Apr 30, 2014

A Walk in the Mountains - Part V

The homestay.

The reason why the concept of a homestay appeals to me is probably because I find the fake smiles of most hotel staff a bit jarring. On most occasions. On other occasions, the staff are truthful enough not to smile. Besides, there is a sameness to hotels - you could be staying in Kashmir or Kanyakumari (or Jammu or Jhumritalaiya) and you wouldn't know the difference unless you look outside the window (and see the wall of the adjoining building).

So, the prospect that there can be a set of people who are genuinely excited at having you over, open their home to make you feel like you belong, and share their culture with you while learning about yours, was a completely new and surprising one for me.

After all, a hotel does not have the hyperactive owner's kid chasing a hen and its chicks giving the ultimate threat to the birds - "oye, tereko chicken tandoori bana doonga!", or the same kid telling you, "aap toh superman lagte ho." I rest my case.
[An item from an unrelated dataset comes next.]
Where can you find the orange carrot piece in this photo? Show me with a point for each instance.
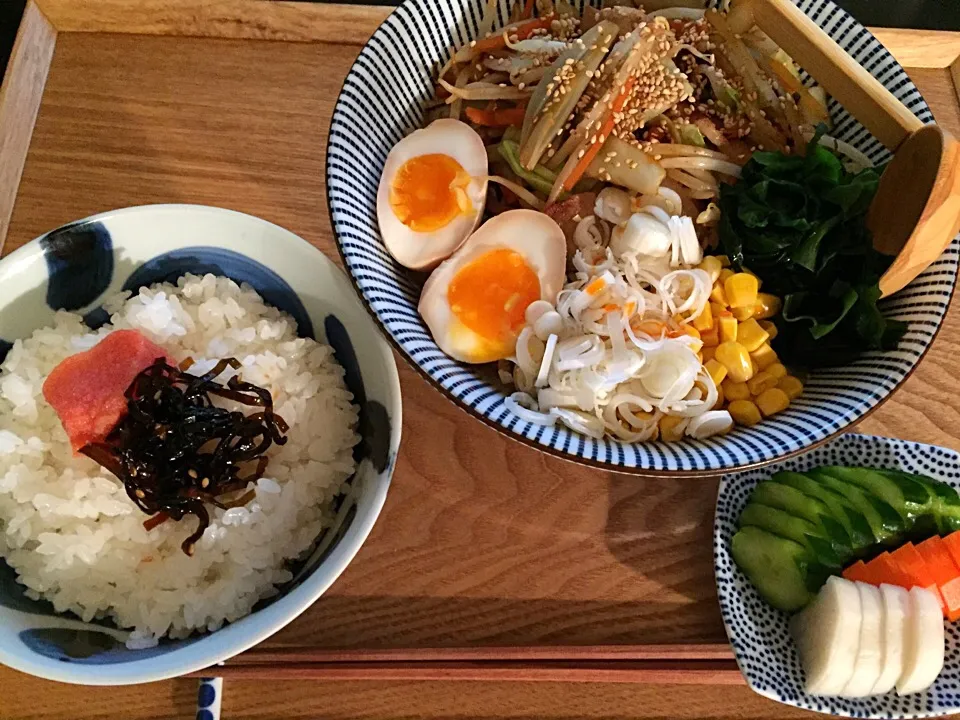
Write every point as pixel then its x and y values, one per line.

After a refreshing welcome drink made from a root extract (how I wish I could remember the name), off we went to our rooms. Now, I don't know about you, but after 4 days of walking without a wash, the sight of a clean bathroom and running hot water made me act like an Indian male tourist in Ukraine... drop all my clothes and get steamy.

After a thorough wash, I came back to some chai-pakora and settled down with a book (a 'real' book as opposed to the kindle, as some people I vehemently disagree with say). Soon, it was time for dinner, and some of the most mouth-watering (and eye-watering, man, it was spicy) chutneys. This, coming from a guy who gets to sample some really brilliant mom-made chutneys at home. We also sampled some home made millet beer, but I did not get high since I didn't have much. Blame the elections for that.
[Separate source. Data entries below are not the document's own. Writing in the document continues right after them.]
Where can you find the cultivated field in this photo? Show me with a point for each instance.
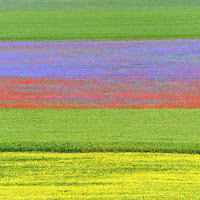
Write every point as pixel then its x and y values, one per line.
pixel 99 176
pixel 160 130
pixel 49 150
pixel 99 20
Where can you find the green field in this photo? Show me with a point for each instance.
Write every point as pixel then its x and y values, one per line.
pixel 153 130
pixel 127 176
pixel 99 20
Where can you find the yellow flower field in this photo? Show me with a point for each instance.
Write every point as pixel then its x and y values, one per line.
pixel 99 176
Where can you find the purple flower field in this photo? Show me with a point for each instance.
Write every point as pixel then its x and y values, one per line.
pixel 100 74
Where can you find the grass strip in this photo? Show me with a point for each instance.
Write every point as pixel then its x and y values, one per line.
pixel 153 130
pixel 99 20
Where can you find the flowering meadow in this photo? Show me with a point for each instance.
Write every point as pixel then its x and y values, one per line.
pixel 100 74
pixel 99 99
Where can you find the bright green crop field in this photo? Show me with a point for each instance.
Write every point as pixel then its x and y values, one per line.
pixel 102 150
pixel 99 19
pixel 153 130
pixel 127 176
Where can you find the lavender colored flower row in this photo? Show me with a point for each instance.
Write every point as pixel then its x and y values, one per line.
pixel 113 61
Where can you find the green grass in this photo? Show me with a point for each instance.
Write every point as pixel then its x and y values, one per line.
pixel 99 176
pixel 162 130
pixel 99 20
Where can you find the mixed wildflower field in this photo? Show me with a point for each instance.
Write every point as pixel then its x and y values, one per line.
pixel 99 99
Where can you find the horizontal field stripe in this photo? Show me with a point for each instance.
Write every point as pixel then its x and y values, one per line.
pixel 100 74
pixel 99 19
pixel 99 176
pixel 97 130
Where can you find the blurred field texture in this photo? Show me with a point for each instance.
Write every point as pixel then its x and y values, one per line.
pixel 100 74
pixel 99 20
pixel 99 176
The next day, we took a leisurely walk through the village, led by our guide Khushu. Or the Spiderman of Sikkim, as I have named him, for his ability to leap over rocks. No parkour training, no aaj kuch toofani karte hain funda, just years and years of playing on those very same rocks since his childhood!

We went to the riverside...

... and settled down on the rocks...

... and dipped our feet in the icy cold water...
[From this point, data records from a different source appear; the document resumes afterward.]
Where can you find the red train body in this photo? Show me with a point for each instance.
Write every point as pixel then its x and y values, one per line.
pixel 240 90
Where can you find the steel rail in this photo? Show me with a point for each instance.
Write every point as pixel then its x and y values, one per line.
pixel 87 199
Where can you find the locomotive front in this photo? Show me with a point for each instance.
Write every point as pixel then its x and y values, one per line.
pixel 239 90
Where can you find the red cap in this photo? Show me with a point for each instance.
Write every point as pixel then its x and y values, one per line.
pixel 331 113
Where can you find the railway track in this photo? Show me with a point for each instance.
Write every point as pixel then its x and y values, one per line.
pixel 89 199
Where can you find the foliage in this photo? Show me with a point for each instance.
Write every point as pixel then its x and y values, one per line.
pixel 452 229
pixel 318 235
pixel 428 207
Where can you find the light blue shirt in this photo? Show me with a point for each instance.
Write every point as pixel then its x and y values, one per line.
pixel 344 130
... and came back very refreshed. For once, I felt a little guilty about financing hydro-power projects which go and screw up the beautiful rivers.

We walked some more (me with a wet shoe since I had stepped into the water, after a failed attempt at trying to mimic the Spidey of Sikkim), preferring to soak in the beauty of the hills, till it seemed like it'll rain on our parade. Thankfully, we hitched a ride before the rains came down too strongly, and after a late lunch, I preferred to settle down on a chair, put my feet up, and read.

A good dinner, a very good night's sleep, a warm farewell to our hosts and a sleepy car ride to the airport brought an end to an amazing vacation.
PS1: All photos across all the posts credited to either Shilpi or Mansi, my co-travellers and the really patient folks who have somehow managed to put up with me all through this trek. One would have thought that one previous vacation with me would have been enough to ensure they don't repeat this mistake, but some people apparently never learn!

PS2: Another co-traveller, the greying, grandmotherly, good doctor (in her own words) has also written about this trip. In far fewer words (unless you count the pictures and assign 1 picture = 1000 words logic).